Dans ce contexte politique déjà tendu, l’attentat à la bombe du 23 mai à Ankara (7 morts, 90 blessés) a encore alourdi ce début de campagne électorale. Les forces de sécurité multiplient les arrestations de personnes présentées comme " des terroristes du PKK " (séparatistes kurdes), accusées de préparer d’autres attentats. La tension sécuritaire monte, alimentée par les accrochages entre l’armée et le PKK à la frontière irakienne. La situation pourrait-elle dégénérer au point de faire annuler les législatives du 22 juillet ? L’hypothèse a été avancée par ceux qui soupçonnent les généraux d’être prêts à tout pour empêcher l’accession à la présidence de la République d’un des chefs de l’AKP. Le fait que leurs épouses soient voilées prouverait, selon les généraux, leur " agenda islamiste caché ".

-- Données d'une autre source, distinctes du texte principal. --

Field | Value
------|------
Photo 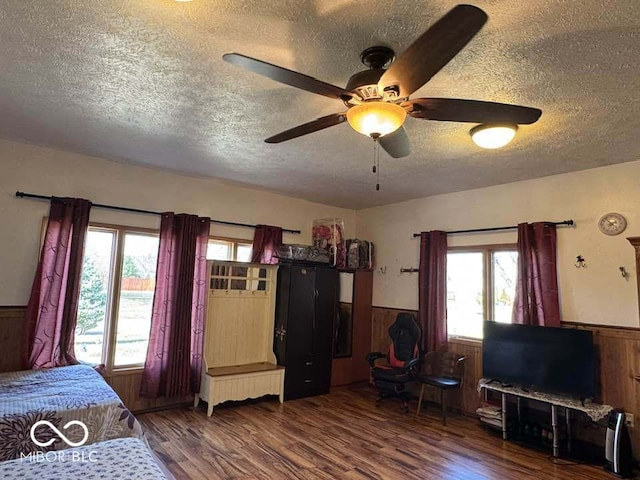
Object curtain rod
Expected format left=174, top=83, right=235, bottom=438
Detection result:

Malgré cela, l’AKP espère toujours réformer le mode de scrutin pour l’élection présidentielle en instaurant le suffrage universel. A moins qu’il ne renforce suffisamment sa majorité parlementaire, le 22 juillet, pour faire élire son candidat au Parlement. La sortie de crise pourrait aussi venir d’un consensus trouvé à l’issue des législatives si l’AKP doit s’associer à un petit parti laïque pour continuer à gouverner.